What the study does do, though, is highlight how unfairly we talk about this. You might blame Anna Soubry, the Tory minister who recently said that fat people “are normally poor”, except that she’s just piggybacking on a view that’s already received wisdom. The standard analysis runs, with superficial compassion, as follows: poor children are getting fat because we aren’t educating them well enough to make healthy choices, or feeding them well enough at school. The analysis has the following subtext: fatness is a problem overwhelmingly found among poor children, and that’s because they’re ignorant, and we had better give these kids a decent meal at school and teach them to identify a kumquat, because god knows in the evenings their bovine parents are just going to keep loading them up with crisps.

A couple of years of studies indicating that actually it’s the better-off who are larding up their progeny, and the conversation will certainly change in one significant way: instead of ignorant parents, the problem will be viewed as one of a sick society. And yet already, even disregarding this study, the gap between rich and poor is far smaller than you might expect, with about four in ten of the poorest children overweight, compared to about three in ten of the richest. We just don’t notice the posh ones.

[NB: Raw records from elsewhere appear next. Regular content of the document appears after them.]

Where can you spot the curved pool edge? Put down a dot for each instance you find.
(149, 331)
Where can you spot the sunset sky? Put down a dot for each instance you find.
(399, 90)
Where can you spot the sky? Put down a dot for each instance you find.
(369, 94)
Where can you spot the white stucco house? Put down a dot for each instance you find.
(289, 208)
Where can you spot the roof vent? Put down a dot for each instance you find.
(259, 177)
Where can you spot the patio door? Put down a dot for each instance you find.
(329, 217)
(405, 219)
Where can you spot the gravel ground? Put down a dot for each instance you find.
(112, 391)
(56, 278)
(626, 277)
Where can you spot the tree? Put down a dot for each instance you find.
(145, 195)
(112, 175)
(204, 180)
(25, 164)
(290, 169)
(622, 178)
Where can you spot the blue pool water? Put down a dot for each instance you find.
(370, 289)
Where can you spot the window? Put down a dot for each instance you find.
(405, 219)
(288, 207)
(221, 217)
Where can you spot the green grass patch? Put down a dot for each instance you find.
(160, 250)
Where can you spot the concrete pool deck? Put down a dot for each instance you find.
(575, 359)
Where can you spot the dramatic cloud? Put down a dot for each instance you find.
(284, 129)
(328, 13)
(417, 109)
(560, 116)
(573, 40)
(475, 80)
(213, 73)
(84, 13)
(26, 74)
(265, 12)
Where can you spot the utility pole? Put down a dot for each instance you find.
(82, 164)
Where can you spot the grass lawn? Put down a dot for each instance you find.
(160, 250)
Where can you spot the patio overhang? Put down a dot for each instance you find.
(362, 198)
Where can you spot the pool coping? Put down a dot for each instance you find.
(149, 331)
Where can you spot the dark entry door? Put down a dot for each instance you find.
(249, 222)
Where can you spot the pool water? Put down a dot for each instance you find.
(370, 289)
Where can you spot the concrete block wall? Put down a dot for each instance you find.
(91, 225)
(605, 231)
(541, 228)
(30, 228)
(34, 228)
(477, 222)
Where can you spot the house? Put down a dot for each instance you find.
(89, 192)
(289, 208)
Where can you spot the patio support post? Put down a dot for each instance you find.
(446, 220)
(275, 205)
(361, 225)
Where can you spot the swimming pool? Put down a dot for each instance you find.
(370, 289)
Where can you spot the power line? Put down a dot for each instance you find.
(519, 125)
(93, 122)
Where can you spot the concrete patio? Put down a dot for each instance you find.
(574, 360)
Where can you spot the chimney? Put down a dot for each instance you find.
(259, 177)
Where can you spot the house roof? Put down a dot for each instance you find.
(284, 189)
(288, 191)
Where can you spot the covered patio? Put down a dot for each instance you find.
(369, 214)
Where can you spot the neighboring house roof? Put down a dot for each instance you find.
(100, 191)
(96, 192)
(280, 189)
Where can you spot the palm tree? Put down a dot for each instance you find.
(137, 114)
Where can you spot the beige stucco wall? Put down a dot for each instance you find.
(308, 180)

If you’re unconvinced that there’s something insidious going on here, think of alcohol. Think of how those who vomit in the street after a WKD are viewed as a capital-P Problem in a way that those who hit their wives after a couple of bottles of Merlot are not – even though all the actual evidence suggests that professionals drink far more than manual workers. And when you have considered this, consider the following question: if you were that medieval visitor, would you be more shocked by the fat children? Or would you be more shocked by the society that only identified them as such if they were also working class?